A Georgia sweep of the freestyle relays? I think there’s probably more people who expect this to happen than there are people who would be surprised by it. Heck, we’ve already had at least one pick in our Pick ‘Em Contest (enter your selections here!) who believes that Georgia will pretty-well sweep the freestyle races, individual and relay, and even that is not entirely out of the question (though, getting past Haley Anderson and Sarah Henry in the mile will be the biggest roadblock).
Georgia will win this 800 free relay, though, with as much certainty as there is at this meet. The U.S. Open/NCAA/American Record breakers from the SEC Champioships are seeded four seconds ahead of anybody else in the country, and they have such insane depth that they could probably swap one or two swimmers out and still be runaway favorites. So, the conversation for who will be the champion in the event can probably stop right there.
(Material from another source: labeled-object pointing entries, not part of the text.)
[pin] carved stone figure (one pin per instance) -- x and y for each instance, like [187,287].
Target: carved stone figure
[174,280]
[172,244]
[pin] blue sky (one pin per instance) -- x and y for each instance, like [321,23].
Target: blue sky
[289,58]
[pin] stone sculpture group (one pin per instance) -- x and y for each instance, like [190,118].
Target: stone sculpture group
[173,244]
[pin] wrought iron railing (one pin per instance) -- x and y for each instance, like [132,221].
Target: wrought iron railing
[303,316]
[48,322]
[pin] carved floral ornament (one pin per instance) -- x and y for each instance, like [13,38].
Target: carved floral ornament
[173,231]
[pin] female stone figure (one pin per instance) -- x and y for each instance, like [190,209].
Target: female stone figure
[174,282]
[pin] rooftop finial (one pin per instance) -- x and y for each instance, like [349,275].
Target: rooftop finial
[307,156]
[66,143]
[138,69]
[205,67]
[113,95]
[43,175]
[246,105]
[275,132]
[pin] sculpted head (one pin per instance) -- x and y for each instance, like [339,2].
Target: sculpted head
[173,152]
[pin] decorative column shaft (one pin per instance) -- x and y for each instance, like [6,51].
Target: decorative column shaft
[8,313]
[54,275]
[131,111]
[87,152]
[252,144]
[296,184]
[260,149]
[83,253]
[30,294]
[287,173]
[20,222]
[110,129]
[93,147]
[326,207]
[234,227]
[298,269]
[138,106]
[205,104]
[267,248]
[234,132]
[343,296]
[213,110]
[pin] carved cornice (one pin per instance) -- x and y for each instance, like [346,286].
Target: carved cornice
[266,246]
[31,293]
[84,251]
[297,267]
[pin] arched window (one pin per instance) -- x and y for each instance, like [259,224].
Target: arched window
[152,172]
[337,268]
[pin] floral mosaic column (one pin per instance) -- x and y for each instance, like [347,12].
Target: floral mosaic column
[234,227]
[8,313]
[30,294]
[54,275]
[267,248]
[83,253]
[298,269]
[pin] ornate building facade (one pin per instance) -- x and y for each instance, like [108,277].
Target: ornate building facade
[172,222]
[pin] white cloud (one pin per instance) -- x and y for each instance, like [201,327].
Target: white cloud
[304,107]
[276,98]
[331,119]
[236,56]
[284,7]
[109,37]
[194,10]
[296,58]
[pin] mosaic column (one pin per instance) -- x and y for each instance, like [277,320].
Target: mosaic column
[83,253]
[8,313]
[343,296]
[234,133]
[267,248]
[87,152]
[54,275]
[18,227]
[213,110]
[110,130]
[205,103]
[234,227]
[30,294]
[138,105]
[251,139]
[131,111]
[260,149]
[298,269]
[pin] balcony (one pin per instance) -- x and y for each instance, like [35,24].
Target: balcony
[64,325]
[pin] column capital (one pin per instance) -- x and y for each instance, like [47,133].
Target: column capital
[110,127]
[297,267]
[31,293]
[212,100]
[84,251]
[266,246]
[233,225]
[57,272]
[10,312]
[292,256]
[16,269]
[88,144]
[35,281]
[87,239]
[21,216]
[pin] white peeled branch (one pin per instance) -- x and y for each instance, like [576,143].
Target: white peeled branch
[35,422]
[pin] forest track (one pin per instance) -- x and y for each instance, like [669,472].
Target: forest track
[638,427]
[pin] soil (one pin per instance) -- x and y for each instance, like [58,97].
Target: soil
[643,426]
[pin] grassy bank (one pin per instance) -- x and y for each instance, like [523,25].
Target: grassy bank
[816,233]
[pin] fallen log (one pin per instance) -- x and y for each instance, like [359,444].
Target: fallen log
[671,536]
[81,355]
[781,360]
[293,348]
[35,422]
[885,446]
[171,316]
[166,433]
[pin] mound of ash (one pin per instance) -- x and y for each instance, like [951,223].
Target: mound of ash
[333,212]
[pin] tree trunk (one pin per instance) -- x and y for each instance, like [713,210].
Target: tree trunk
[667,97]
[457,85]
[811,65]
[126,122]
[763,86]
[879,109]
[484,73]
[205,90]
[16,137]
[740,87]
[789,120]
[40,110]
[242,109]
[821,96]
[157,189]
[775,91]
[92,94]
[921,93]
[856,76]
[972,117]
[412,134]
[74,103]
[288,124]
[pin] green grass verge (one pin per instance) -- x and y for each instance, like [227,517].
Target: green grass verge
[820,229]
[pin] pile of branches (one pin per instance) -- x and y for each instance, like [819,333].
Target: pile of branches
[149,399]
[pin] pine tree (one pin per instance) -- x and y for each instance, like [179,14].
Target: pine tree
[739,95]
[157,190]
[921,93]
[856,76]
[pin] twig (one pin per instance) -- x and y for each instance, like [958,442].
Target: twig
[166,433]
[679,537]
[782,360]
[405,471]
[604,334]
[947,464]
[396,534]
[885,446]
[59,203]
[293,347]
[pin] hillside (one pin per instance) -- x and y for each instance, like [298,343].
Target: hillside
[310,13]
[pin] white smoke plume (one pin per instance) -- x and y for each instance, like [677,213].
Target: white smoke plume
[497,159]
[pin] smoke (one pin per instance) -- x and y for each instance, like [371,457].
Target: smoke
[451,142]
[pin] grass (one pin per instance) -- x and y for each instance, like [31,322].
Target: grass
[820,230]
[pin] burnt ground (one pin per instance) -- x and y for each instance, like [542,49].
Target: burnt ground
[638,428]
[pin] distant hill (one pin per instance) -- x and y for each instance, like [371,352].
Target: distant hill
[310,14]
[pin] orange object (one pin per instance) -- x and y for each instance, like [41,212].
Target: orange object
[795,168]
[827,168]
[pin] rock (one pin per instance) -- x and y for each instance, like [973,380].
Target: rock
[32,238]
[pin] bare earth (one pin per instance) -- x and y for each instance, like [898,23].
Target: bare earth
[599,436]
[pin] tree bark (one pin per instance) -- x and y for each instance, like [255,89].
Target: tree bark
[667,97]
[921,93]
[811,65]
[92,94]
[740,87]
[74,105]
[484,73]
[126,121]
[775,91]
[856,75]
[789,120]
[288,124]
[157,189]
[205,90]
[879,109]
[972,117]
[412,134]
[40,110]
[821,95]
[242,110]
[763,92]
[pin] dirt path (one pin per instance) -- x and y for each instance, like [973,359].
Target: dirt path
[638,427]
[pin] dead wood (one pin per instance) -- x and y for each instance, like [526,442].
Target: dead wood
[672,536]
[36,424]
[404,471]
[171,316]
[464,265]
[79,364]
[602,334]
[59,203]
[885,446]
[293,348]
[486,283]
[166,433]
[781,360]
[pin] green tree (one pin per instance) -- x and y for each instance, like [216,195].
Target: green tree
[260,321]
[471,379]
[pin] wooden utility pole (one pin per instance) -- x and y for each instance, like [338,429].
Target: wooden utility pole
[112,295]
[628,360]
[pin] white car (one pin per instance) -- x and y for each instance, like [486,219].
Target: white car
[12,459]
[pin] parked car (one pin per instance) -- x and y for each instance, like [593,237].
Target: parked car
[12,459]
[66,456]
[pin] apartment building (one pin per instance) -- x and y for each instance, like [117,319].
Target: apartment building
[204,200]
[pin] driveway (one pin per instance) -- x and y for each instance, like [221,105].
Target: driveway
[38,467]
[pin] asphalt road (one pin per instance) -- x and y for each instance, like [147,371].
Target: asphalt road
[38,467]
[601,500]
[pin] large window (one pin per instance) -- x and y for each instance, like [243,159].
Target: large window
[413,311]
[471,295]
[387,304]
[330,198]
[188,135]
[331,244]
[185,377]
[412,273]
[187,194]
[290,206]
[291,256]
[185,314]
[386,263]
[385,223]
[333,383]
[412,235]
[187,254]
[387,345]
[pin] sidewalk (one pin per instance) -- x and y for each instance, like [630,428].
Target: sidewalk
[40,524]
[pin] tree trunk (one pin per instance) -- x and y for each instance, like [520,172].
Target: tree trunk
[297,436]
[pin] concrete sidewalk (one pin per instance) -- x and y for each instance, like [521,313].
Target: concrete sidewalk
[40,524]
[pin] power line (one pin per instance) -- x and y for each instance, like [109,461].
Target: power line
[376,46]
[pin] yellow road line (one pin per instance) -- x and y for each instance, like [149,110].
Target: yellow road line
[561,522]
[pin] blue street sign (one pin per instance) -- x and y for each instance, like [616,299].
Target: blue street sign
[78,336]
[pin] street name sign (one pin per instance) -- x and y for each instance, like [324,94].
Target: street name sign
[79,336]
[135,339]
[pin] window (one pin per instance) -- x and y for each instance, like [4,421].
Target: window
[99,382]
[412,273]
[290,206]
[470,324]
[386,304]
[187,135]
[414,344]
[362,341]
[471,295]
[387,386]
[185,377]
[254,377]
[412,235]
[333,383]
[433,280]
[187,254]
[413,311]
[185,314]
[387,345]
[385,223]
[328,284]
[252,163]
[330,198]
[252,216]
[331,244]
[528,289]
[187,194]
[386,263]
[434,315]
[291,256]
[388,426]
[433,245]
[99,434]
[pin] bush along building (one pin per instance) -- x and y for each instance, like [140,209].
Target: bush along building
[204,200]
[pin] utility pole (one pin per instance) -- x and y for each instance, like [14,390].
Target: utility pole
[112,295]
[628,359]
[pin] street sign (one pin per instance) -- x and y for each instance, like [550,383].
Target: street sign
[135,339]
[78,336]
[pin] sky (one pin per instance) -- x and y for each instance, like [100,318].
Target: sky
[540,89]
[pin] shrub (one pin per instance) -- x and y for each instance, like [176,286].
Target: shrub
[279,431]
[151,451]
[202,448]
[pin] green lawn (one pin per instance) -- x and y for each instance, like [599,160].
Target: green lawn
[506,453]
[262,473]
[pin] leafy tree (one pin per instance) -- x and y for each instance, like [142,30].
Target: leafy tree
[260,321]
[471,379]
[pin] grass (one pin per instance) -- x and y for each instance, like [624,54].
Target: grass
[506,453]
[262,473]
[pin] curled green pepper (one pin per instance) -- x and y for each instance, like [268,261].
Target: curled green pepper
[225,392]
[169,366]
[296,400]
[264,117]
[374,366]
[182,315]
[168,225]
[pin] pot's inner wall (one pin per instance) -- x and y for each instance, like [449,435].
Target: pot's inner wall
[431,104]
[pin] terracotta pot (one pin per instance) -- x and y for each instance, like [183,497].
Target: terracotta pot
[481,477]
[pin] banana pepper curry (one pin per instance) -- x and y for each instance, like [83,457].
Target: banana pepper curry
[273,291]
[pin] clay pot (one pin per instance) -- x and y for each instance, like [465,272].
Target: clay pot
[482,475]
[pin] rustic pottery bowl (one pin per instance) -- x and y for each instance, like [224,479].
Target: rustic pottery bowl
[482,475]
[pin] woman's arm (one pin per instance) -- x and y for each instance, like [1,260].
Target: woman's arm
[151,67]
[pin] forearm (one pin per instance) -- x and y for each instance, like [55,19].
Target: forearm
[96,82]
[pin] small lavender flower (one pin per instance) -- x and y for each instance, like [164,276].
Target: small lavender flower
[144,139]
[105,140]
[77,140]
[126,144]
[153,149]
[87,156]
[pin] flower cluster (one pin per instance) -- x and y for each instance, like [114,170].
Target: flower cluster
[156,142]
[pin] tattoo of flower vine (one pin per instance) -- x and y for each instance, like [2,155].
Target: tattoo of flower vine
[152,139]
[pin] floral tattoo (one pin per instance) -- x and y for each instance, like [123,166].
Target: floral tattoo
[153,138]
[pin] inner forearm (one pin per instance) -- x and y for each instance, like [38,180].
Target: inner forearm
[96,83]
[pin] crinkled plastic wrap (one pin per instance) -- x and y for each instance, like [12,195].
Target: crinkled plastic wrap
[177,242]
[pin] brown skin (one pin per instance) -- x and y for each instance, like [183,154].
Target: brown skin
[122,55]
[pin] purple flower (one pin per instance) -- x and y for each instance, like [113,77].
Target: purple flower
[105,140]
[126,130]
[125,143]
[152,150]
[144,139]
After that, things get much more interesting. We’ve seen more sub-seven minute relays this season (6, to be exact) than we’ve ever seen in a single season in NCAA history. That means 6 different teams can average better than 1:45.0 across four 200 freestylers.
That shows the key to this relay: depth. If you want to place in the top 8, you have to have at least three very, very good 200 freestylers. That hasn’t always been the case; in the past you could get away with a star at 1:44.0 and a bunch of 1:46’s and 1:47’s to go with it. Not anymore, and especially not this year. Aside from the sub-7’s, there’s another 5 teams at 7:01-lows.
You can never sleep on Cal in this relay. They always seem to come up with a surprise 1:43, even when they don’t seem to have the guns to do so. Tennessee, the 4th seed, this year fields the best 800 free relay we’ve ever seen out of Knoxville. Last year they added a little bit from SEC’s to NCAA’s. Most 800 free relays add-or-match their best in-season times in this longer relay. That’s not a surprise given that it comes at the end of a long day 2 session, as compared to most conference championship meets where it’s early on in a sleepy first day. Teams that drop succeed, and last year, those teams were Arizona, USC, and Minnesota, who went 3-4-5. Expect all three of those relays to place in the top 10 again this year, at least.
Minnesota is challenged in conference by Indiana, who took another title in this event at Big Tens this year: their 4th-straight. This season’s relay, though, with Haley Lips and Brooklyn Snodgrass seems to be more complete and less fragile than last year’s was; even though last year’s relay had three seniors. They added four seconds to drop out of the top-8 at NCAA’s.
We know that Virginia will be better than they were at ACC’s, and they’re the 10th seed. They finished 9th at NCAA’s last year with no Lauren Perdue, and four underclassmen. That gives them great options. Texas A&M, the 7th seed, should be faster than they were at their conference championship meet too. The Aggies would qualify as a great “sleeper” pick based on last year’s results, where they didn’t even swim this relay. With Lili Ibanez and Sarah Henry both returning from injury, they should get a couple of 1:43’s out of this relay. The other two legs, which should be distance swimmer Maureen McLaine, plus either Kelli Benjamin or Meredith Oliver, will dictate how high the Aggies can push.
If there were any teams anywhere that could possibly pull off the upset (and we’re talking a 1 in 10,000 sort of odds), it would be Stanford and Florida (not surprisingly, the 2-3 seeds). They’ve each got four swimmers who are capable of flat-starting 1:44’s or better, meaning that something like a 6:54 is doable for them. The Gators, with Zalewski swimming out-of-her-mind well right now, have a relay that could, when relay starts are accounted for, even get four 1:43’s. Georgia may not even do that.
Top 8 Picks, along with seed times:
1. Georgia, 6:52.64
2. Florida, 6:56.63
3. Stanford, 6:57.12
4. Cal, 6:58.95
5. Virginia, 7:01.56
6. Minnesota, 7:01.27
7. USC, 7:01.28
8. Indiana, 6:59.48
Darkhorse: Arizona State, 7:05.16 seed. The Sun devils’ best relay has shifted from the medleys to this 800, and with three seniors and a junior they will be ready-to-race. Their front-half of Shannon Landgrebe and Cassie Morrice is certainly top-8 worthy. If this were a 4×500 free relay, they’d be contenders for sure.